A parent, like others before her, is pushing for cold-weather play

A child at play. Photo by ##http://www.flickr.com/photos/admiretime/##admiretime##, via Flickr (Hayleigh Colombo)

An Upper West Side mom and education researcher is arguing that her son and his classmates need an active, outdoor recess — even when it’s very cold outside.

Anne Feighery said she noticed that her second-grade son was coming home grumpy every day from PS 166 this winter. Feighery, who is an education researcher and doctoral fellow at Columbia University’s Teachers College, told me she identified the reason for her son’s bad mood when she realized that he hadn’t been outside to play in days because PS 166 keeps students indoors for recess when the temperature drops below 40 degrees.

Feighery said the indoor recess PS 166 offered instead was inadequate to meet children’s needs. During a 6-week span when he didn’t go outside this winter, her 8-year-old son got hurt during indoor playtime as his fellow students’ pent-up energy turned indoor games violent, she said.

“We began talking about it with other friends who have children in other schools and a lot of people have this problem—it wasn’t unique to us,” Feighery said. (The debate is definitely not new: A Yonkers teacher complained in the New York Times in 2003 of “a new layer of fat” parents might find hanging off their children each spring due to skipped winter recesses.)

So she wrote a letter to Schools Chancellor Joel Klein that she posted on her blog, asking that the Department of Education exercise greater oversight on schools’ recess, and she launched a Facebook group to lobby for changes.

“Right now because it’s left up to each school, days and days go by and no one’s keeping track of it, there’s no accountability,” Feighery said. Individual principals decide when the weather is too cold for recess, a DOE spokesman confirmed.

Feighery told me recess is a “far-reaching” practice that can cut down on childhood obesity, help children learn through play, and improve student behavior. But schools face the challenge of fitting in time for recess in an already packed schedule. In the winter, they must also consider safety concerns about icy play areas and some parents’ worries that playing outside in the cold will make their children sick. 

A recent study we wrote about before by the Alliance for Childhood reports that unstructured play in kindergarten makes for better-balanced adults who do not lag behind their more structured peers academically even though they spent less time studying in kindergarten. And New York State’s Healthy Schools Act, passed in 2007, requires schools to provide students in 8th grade and under with a recess period of up to 30 minutes a day when there is no physical education class.

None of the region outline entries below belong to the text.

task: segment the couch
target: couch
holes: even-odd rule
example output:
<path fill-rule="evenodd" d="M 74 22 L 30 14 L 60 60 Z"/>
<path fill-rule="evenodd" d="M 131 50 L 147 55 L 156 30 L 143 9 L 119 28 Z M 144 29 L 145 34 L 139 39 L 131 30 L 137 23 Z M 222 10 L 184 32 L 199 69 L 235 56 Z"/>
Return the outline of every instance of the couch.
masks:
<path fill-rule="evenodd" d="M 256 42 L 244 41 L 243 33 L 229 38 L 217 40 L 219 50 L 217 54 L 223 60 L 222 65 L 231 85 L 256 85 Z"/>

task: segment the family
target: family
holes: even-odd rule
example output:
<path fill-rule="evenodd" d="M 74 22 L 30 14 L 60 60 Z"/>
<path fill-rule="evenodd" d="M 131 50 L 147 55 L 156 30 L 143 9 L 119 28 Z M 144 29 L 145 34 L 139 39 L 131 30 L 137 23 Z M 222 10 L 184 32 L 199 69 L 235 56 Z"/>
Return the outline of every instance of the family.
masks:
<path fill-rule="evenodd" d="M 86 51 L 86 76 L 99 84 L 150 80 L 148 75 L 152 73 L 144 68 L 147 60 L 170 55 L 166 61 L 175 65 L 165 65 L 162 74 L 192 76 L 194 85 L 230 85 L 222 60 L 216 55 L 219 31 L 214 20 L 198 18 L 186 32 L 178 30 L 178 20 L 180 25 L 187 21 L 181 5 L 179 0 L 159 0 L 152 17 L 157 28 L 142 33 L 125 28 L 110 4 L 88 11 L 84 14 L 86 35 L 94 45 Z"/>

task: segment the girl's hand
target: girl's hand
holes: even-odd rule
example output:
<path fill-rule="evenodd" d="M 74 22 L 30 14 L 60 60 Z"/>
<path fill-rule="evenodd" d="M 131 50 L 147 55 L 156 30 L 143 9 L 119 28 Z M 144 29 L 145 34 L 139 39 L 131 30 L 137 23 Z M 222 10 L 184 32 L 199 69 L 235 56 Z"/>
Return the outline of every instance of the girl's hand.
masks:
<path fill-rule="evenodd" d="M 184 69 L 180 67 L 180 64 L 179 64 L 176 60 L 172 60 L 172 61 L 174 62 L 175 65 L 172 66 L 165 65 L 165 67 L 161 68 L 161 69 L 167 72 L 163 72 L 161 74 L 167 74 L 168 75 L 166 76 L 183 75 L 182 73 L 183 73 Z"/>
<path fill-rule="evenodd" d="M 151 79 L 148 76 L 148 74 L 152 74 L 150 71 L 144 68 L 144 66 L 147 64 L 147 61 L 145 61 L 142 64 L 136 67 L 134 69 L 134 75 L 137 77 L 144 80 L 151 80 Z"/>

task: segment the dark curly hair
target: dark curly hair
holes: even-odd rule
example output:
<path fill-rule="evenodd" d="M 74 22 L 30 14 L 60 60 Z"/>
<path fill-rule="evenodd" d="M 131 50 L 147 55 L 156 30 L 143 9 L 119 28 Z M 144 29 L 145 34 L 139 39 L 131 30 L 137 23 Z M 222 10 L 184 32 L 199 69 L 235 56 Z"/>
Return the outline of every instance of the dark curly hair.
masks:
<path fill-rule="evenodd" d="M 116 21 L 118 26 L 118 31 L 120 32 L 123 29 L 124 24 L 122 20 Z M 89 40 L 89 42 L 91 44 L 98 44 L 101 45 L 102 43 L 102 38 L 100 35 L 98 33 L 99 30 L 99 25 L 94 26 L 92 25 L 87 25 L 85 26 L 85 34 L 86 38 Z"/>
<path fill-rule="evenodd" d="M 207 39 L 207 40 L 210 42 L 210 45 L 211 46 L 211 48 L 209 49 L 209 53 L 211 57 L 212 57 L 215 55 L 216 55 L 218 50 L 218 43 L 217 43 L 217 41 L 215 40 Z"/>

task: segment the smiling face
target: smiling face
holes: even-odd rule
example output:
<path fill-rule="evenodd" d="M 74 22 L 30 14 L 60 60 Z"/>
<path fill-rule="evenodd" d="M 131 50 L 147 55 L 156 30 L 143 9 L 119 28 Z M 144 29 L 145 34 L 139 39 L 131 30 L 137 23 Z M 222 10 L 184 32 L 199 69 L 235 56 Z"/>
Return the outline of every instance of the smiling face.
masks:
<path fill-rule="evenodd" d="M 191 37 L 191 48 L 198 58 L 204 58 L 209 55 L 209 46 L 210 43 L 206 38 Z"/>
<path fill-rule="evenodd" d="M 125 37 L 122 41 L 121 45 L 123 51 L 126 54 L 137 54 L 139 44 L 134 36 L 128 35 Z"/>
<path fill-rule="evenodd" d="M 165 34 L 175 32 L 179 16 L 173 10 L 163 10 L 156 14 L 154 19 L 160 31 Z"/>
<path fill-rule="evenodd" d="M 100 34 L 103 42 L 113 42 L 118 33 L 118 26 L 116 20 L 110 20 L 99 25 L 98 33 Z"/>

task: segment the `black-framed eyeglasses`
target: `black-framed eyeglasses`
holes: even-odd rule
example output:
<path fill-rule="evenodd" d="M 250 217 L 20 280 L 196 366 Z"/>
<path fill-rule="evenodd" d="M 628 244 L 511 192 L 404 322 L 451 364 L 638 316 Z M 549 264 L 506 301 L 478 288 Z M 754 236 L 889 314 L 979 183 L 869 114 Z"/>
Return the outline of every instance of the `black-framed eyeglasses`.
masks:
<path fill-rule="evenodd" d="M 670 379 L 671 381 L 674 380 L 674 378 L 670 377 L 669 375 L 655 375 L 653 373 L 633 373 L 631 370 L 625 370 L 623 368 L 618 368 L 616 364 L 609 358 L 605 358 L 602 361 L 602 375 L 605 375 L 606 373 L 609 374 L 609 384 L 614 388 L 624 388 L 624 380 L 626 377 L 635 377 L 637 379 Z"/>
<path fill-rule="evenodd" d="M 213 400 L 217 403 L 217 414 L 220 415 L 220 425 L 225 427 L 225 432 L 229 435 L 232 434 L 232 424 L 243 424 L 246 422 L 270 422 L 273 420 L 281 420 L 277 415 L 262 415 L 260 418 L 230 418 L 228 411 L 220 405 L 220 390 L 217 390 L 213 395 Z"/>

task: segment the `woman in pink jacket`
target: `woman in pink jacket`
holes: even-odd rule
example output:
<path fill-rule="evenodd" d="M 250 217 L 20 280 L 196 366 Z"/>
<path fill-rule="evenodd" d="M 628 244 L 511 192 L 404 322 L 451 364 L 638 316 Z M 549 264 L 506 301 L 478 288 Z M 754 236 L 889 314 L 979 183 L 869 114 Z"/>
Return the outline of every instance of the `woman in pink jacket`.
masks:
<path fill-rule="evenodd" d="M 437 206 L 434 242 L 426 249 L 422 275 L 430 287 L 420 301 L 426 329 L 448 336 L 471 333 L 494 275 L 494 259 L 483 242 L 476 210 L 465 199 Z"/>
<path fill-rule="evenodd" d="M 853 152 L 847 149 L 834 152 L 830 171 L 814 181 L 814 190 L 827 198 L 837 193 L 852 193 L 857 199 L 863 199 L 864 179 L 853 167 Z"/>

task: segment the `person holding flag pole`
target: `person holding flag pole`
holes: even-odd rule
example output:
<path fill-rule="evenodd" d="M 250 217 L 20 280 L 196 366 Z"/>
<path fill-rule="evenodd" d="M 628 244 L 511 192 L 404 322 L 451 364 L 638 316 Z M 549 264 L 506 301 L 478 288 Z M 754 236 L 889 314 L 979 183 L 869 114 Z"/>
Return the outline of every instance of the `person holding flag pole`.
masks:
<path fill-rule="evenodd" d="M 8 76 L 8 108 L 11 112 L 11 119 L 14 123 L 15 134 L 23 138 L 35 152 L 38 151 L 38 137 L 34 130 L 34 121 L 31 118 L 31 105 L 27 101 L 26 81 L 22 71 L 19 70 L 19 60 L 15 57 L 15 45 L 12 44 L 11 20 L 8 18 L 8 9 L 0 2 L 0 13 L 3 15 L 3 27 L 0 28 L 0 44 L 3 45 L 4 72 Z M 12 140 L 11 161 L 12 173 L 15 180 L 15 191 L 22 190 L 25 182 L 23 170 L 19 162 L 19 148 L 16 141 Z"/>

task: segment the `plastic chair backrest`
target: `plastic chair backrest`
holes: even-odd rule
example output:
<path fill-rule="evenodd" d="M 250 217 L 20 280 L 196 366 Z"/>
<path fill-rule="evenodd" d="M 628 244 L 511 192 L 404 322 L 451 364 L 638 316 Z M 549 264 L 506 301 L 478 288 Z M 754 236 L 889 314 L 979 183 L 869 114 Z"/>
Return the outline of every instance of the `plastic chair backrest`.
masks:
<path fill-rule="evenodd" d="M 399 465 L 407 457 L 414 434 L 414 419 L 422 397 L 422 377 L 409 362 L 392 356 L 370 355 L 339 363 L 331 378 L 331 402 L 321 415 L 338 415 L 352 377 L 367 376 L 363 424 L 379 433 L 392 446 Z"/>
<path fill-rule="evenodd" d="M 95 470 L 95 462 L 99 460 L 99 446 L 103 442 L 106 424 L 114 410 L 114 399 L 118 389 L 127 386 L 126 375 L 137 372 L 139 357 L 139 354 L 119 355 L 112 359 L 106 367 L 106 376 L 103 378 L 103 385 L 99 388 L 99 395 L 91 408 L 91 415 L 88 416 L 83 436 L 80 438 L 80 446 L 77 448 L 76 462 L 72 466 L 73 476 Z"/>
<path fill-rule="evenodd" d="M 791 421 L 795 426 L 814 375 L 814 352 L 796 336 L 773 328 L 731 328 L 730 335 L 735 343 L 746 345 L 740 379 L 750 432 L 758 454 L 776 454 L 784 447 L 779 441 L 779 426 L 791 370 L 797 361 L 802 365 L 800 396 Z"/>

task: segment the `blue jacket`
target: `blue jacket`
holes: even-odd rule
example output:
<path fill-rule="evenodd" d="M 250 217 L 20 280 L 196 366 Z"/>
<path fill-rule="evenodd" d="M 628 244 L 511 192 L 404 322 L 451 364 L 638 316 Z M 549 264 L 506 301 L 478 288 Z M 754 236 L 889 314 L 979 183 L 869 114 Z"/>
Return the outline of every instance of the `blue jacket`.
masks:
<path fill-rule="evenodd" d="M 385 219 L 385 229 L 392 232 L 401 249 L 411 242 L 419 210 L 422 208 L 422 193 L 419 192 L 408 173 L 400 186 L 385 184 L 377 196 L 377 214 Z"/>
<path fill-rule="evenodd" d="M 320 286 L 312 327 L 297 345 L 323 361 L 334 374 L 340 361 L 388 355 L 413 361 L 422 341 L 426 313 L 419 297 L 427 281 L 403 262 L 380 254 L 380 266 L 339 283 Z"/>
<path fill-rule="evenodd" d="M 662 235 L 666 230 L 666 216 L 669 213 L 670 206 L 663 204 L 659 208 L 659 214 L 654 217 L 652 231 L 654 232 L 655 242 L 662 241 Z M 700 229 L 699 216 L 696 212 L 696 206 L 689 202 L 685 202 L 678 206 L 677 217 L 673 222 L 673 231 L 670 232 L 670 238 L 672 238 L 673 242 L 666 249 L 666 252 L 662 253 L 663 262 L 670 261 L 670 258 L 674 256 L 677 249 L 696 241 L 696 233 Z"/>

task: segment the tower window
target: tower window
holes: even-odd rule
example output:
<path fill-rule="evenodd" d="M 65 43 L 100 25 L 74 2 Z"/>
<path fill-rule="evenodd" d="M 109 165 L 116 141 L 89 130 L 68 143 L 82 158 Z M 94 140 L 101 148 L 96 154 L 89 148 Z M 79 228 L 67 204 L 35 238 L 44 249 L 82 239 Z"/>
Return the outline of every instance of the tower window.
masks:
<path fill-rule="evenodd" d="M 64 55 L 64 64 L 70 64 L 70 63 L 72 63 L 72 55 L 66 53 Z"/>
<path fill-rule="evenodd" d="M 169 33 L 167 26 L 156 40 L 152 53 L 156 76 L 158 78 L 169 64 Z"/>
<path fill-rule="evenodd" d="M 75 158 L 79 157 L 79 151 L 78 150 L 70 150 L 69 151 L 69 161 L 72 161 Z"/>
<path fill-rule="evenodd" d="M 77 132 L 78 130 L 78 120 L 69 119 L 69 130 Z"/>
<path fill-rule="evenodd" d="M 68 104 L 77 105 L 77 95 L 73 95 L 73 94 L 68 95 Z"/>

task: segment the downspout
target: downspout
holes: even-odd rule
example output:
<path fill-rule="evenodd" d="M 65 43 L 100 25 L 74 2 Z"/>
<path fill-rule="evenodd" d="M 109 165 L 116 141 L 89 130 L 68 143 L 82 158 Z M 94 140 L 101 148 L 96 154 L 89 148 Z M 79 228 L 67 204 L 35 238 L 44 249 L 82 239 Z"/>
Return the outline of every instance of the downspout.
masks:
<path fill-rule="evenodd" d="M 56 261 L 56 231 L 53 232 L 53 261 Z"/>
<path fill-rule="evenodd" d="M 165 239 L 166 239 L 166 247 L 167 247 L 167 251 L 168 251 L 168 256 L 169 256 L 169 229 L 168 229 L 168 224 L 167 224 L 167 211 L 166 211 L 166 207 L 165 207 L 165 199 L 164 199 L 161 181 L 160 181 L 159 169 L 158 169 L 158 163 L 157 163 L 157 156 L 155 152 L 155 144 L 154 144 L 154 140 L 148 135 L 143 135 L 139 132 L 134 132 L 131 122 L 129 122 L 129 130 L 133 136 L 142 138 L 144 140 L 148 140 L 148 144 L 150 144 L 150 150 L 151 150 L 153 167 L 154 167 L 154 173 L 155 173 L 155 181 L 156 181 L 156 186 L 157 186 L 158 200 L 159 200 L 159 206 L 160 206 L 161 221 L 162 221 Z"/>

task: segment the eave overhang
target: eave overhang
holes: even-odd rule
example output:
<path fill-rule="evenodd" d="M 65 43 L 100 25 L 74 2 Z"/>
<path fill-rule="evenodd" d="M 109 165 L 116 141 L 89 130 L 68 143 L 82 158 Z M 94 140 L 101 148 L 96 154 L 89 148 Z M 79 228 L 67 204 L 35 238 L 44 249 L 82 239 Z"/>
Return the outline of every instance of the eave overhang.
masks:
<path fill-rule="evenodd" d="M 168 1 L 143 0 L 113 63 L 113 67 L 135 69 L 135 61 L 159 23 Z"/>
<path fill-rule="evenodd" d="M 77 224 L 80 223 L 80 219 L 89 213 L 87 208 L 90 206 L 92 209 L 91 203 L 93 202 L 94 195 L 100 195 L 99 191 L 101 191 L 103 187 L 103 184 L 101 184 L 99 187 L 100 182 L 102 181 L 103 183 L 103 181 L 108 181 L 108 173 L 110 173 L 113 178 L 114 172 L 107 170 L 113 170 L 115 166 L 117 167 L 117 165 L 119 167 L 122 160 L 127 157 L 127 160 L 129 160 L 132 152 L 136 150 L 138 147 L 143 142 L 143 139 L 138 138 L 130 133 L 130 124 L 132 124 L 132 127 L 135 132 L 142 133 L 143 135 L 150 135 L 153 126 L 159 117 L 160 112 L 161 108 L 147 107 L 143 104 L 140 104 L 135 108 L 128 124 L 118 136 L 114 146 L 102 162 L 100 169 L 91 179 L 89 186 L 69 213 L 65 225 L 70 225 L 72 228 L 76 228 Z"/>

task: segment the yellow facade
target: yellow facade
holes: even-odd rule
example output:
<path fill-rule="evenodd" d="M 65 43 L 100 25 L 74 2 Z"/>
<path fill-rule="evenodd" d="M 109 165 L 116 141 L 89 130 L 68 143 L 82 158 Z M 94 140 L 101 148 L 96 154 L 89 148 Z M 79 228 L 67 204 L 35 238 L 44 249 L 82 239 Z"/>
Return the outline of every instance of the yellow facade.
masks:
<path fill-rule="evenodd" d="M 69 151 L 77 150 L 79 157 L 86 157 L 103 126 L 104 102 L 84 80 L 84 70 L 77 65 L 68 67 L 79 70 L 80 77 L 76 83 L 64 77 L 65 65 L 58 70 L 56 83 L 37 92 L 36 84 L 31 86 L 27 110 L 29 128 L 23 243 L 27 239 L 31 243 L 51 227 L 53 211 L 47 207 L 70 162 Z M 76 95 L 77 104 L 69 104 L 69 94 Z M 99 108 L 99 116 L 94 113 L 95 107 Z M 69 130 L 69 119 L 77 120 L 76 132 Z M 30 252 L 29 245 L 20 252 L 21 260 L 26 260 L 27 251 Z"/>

A DOE spokesman declined to comment on the DOE’s position on recess, but back in February, commenting on a 2008 study by then-Bronx Borough President Adolfo Carrión’s office that found that about 90 percent of Bronx public schools don’t comply with the state’s physical activity requirement, a DOE spokeswoman said the department was working to improve physical education offerings.

“We share Borough President Carrión’s concerns, and that’s why we have worked hard over the past five years to improve physical education in New York City schools and give more students access to high quality programs,” DOE spokeswoman Marge Feinberg wrote to a Bronx community newspaper at the time.